As more and more organizations seek to integrate once disparate data sources into so-called “virtual” data warehouses, data federating technologies will emerge as The Next Big Thing.
That’s one conclusion of a new report from research firm META Group, which says that organizations are typically creating virtual data warehouses in order to realize cost savings and provide real-time access to heterogeneous data sources. What these companies fail to anticipate, a META Group researcher says, is that their virtual data warehouses could be torpedoed by the same problems that sink many enterprise data warehouse (EDW) efforts.
According to META Group, the market for data federating technologies—such as enterprise information integration (EII) tools—will approach that of batch-oriented ETL offerings by 2005. Through 2007 and 2008, META Group says, all classes of data integration solutions—including ETL, EII, and enterprise application integration technologies—will evolve to accommodate unstructured content sources. That’s a departure from the situation today, where EII is largely positioned as the best strategy for unifying structured and unstructured data.
There’s a lot at stake, META Group notes, as some IT organizations could devote as much as 60 percent of their budgets to application integration efforts. In this respect, the research firm finds, what EII firms are promising—including improved flexibility through the repurposing of old data sources; faster access to more accurate information; and cost reductions from reusing existing data sources—may be more than they can deliver.
According to META Group, the rub isn’t so much physical interoperability of data sources—whether it’s accomplished through JDBC or ODBC connectivity, or via canned adapters into SAP, PeopleSoft, or Siebel enterprise applications—but rather logical interoperability, which META Group analyst Charlie Garry defines as a “meaningful exchange of data.”
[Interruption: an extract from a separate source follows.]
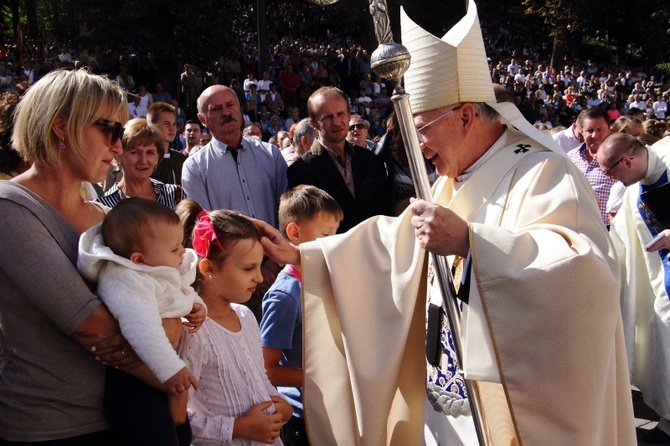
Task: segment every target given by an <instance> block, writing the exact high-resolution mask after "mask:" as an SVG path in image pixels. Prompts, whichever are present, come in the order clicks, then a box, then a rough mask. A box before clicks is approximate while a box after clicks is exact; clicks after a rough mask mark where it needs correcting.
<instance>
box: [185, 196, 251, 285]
mask: <svg viewBox="0 0 670 446" xmlns="http://www.w3.org/2000/svg"><path fill="white" fill-rule="evenodd" d="M202 210H203V209H202V207H201V206H200V205H199V204H198V203H197V202H196V201H195V200H191V199H187V200H183V201H181V202H180V203H179V204H178V205H177V209H176V211H175V212H176V213H177V215H178V216H179V219H180V220H181V222H182V224H183V225H184V246H185V247H186V248H193V229H194V228H195V225H196V223H197V222H198V214H199V213H200V212H202ZM207 215H208V216H209V218H210V219H211V220H212V226H213V227H214V231H215V232H216V237H217V239H218V241H219V242H220V243H221V246H222V247H223V250H221V249H220V248H219V246H218V244H217V243H216V242H214V243H211V244H210V247H209V254H208V255H207V259H208V260H210V261H212V262H214V263H215V264H216V265H220V264H221V263H222V262H223V261H224V260H225V258H226V257H228V255H229V253H230V249H231V248H232V247H233V246H234V245H235V243H237V242H238V241H240V240H242V239H253V240H256V241H258V240H260V238H261V234H260V232H259V231H258V228H257V227H256V225H255V224H254V223H253V222H252V221H251V220H249V219H248V218H247V217H245V216H244V215H242V214H238V213H237V212H233V211H229V210H226V209H222V210H218V211H211V212H208V213H207ZM202 281H203V276H202V274H201V273H200V269H198V271H197V273H196V278H195V283H194V284H193V288H195V290H196V291H200V287H201V285H202Z"/></svg>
In this respect, Garry suggests, we have the problem of physical interoperability just about licked, but we’re just starting to tackle the issue of logical integration. “Through 2006, the major data integration issues will be how to identify which data is relevant, which data is accurate, and where it is located,” he writes in a META Group research note. “The three most frequently mentioned reasons for data warehouse project failures are weak sponsorship and management support, inadequate end-user involvement, and organizational politics.”
What’s more, Garry argues, the notion of the “virtual data warehouse” not only doesn’t address these issues, but actually compounds their difficulty.
In the virtual data warehouse model, he writes, the absence of authoritative, centralized control over the underlying physical data sources is at odds with the goal of logical interoperability. “Certainly, strong central management and governance of the enterprise information integration infrastructure would be a must just as it is for a physical enterprise data warehouse,” he writes.
Moreover, Garry says that many of the most frustrating tasks associated with the successful operation of an EDW—identifying operational stores, data cleansing, data transformation, and data reconciliation among source systems—are all required for virtual data warehouses as well. He also notes that the virtual data warehouse’s biggest selling point – direct access to source data, which is ostensibly “fresher” than in an EDW model—may also be overblown. “Our research indicates that even companies with so-called ‘active warehouses’ often need data to be freshened only every several hours,” he writes. “Very few data items require data freshness within time frames of less than an hour.”
Then there’s the issue of performance, where the conventional EDW typically enjoys major advantages in both runtime operation and tuning.
Not surprisingly, Garry and META Group recommend that organizations continue to build EDWs for the foreseeable future. Nevertheless, he writes, companies shouldn’t dismiss virtual data warehouses as too immature or high maintenance for all tasks. “The federated approach is still a valuable tool as part of an overall EII approach. Enterprise data warehouses are not built overnight … and IT organizations will always have a need to provide some type of bridge solution that enables users to gain access to some critical data in the short term,” he writes. “In addition, organizations may need to incorporate data that does not reside in the EDW or within the internal systems of the organization. In these instances … federated access is a great tool for extending the EDW.”
Stephen Swoyer is a Nashville, TN-based freelance journalist who writes about technology.